Verhüllter Bauch Vulva Beginn Oberschenkel unverhüllte Haarspitzen

Was sagt denn die Körper*in zu „Ich denke, also bin ich!“? „Ja, okay, gilt, wenn dazu gehört, jede meiner Tränen ernst zu nehmen und meine Gefühle nicht einfach ergründungslos in die Schublade der PMS zu schieben“, sagt die Körper*in. „Ja, okay, gilt, wenn mein Denken auch zählt!“, ruft der Bauch, und „Ja, okay, gilt, wenn du mein Treiben ernst nimmst und dich mit mir beschäftigst!“, ruft der Dämon, der nachts in den Träumen sein Unwesen treibt, und „Ja, okay, gilt, wenn du all unseren Potenzialen, die momentan schlummern, eine Chance auf Besichtigung und Erkundschaftung gibst“, sagen die Intuition, die Sinne und das Körper*inwissen. „Ja, okay, gilt, wenn du dir Zeit für uns nimmst und dich mit uns weiterentwickelst und dein Denken und Fühlen auf uns richtest!“, rufen die Nachtträume.
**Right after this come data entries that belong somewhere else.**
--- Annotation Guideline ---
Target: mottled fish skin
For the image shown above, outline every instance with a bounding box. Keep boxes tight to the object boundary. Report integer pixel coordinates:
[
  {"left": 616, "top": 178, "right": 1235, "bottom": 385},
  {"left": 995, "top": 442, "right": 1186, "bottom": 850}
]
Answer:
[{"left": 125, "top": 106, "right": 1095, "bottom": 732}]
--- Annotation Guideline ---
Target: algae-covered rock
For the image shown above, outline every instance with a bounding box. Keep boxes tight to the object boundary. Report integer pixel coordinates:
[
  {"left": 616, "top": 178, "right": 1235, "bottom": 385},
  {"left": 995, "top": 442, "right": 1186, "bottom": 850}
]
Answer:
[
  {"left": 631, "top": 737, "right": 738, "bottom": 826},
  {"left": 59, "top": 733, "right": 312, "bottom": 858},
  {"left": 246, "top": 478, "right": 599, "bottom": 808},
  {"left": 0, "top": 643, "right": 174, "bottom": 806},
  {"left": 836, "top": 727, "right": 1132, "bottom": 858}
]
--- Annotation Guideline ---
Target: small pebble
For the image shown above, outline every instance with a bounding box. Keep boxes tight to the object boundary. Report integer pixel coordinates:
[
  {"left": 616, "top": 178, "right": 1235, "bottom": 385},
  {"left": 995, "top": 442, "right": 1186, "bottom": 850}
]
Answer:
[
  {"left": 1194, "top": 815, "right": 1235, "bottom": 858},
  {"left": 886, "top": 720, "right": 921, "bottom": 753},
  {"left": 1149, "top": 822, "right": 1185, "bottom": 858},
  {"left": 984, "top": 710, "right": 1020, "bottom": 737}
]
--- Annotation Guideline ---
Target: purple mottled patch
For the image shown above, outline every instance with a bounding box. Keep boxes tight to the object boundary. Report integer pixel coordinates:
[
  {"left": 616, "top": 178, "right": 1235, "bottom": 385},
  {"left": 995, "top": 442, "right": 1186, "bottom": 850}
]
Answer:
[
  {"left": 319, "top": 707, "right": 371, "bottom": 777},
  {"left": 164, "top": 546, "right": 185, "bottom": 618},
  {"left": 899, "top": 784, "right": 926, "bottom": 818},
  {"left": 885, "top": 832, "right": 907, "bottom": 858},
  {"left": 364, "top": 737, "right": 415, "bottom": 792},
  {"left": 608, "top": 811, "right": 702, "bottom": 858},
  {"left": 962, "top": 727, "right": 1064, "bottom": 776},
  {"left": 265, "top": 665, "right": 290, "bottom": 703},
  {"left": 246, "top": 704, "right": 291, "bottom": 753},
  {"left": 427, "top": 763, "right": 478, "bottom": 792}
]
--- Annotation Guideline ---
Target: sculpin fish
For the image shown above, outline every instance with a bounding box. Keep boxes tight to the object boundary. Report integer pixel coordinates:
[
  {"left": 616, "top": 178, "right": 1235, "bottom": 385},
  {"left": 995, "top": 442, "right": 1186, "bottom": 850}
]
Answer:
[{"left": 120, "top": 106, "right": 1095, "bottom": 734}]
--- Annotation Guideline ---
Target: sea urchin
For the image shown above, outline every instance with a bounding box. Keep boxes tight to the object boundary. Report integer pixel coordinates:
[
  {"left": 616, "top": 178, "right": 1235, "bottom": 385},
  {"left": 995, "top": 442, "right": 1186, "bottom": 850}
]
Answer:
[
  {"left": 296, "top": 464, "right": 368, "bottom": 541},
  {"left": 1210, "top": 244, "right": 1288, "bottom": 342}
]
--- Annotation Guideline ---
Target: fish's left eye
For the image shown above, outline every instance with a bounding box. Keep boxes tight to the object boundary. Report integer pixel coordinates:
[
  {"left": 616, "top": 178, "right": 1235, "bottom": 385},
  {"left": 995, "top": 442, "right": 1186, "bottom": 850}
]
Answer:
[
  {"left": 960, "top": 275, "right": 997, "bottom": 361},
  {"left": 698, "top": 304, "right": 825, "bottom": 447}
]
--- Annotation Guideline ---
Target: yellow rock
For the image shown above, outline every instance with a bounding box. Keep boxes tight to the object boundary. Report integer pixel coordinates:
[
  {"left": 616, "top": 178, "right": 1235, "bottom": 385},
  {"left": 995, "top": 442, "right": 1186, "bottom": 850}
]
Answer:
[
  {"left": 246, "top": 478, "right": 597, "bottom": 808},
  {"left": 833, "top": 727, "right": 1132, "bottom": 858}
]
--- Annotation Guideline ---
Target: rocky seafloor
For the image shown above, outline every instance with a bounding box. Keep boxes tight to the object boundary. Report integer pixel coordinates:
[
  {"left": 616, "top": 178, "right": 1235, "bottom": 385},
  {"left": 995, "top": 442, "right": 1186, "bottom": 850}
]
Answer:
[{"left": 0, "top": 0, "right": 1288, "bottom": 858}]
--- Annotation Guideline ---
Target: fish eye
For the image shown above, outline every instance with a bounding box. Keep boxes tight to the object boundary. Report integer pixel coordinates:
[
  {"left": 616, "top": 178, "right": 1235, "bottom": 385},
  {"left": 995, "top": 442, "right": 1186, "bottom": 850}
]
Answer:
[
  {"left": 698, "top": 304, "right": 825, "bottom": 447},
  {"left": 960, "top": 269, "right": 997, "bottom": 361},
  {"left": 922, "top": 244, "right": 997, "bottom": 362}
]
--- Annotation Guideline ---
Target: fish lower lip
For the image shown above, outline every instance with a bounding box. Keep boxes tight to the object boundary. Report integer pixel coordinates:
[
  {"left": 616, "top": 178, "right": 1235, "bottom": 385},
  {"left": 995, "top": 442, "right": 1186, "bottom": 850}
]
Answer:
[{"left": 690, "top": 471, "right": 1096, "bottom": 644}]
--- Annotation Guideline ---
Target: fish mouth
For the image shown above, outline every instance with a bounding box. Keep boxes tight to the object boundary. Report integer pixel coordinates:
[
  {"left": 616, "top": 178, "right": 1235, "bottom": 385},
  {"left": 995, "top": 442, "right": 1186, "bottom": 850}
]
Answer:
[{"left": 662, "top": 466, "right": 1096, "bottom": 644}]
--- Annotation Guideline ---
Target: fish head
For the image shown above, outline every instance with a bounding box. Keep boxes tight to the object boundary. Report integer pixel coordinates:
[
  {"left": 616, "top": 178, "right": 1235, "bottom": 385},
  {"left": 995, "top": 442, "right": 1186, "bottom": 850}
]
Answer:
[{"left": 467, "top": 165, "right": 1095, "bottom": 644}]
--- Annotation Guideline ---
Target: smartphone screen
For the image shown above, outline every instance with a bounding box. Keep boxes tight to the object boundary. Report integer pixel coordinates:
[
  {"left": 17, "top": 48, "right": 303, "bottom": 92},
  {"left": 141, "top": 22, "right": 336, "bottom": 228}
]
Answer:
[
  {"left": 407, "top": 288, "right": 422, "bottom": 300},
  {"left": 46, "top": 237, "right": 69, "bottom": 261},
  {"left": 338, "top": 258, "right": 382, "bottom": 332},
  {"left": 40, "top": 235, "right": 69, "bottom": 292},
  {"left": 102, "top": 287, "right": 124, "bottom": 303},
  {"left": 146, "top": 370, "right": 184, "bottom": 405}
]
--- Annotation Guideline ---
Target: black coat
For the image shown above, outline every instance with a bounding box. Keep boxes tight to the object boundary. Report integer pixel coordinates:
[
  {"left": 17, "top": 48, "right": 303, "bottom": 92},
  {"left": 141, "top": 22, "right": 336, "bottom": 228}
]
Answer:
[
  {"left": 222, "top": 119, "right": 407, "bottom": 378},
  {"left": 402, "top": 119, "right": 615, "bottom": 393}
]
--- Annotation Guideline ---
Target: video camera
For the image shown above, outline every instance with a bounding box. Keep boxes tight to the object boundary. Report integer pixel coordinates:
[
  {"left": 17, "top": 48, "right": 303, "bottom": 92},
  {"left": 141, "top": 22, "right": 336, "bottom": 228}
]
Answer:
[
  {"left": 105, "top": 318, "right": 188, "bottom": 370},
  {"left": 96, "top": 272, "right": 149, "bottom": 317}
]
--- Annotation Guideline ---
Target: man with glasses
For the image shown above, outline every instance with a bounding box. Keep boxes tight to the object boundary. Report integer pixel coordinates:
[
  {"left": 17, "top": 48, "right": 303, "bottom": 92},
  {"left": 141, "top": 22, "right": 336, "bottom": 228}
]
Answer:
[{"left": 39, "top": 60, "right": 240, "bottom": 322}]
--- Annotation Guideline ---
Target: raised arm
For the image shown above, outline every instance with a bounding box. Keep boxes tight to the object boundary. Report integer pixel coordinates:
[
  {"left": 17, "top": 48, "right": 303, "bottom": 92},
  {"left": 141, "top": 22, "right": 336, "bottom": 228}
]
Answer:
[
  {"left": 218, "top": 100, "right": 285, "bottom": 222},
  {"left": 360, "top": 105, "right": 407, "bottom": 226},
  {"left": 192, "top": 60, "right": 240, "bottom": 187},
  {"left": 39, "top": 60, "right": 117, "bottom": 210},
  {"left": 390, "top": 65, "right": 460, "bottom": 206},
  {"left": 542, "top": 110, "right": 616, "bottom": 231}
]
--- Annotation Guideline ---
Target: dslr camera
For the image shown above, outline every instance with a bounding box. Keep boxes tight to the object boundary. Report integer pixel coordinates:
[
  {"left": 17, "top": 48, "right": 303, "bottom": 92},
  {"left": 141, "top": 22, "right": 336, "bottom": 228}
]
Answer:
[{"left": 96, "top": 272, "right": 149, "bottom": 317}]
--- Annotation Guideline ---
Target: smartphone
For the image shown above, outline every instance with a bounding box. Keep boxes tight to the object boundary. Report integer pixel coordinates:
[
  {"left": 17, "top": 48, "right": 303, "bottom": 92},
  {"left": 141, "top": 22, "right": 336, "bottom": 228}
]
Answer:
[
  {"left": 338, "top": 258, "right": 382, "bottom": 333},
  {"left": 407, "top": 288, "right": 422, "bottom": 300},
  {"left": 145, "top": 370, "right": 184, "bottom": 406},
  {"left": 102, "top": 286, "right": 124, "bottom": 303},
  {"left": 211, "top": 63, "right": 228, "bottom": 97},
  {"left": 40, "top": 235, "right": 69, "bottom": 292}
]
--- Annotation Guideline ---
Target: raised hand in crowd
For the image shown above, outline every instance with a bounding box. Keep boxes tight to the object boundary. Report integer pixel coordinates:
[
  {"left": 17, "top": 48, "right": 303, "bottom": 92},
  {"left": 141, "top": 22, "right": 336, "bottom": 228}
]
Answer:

Die für die jeweilige Person richtige Klimatätigkeit wird die Körper*in schon irgendwann ausspucken, wenn die Person ihrer Körper*in, also sich selbst, vertraut. Der Weg dahin kann lang oder kurz sein, und es können viele Pfade eingeschlagen werden, die sich später als verirrt herausstellen. Aber das heißt nicht, dass das, was sie in der Zeit getan hat, nicht in irgendeiner Form wirksam war. Im Zweifel einfach mal tun; die Körper*in meldet sich dann schon, um ein Update zu geben, ob ihr die Arbeit gut tut oder nicht.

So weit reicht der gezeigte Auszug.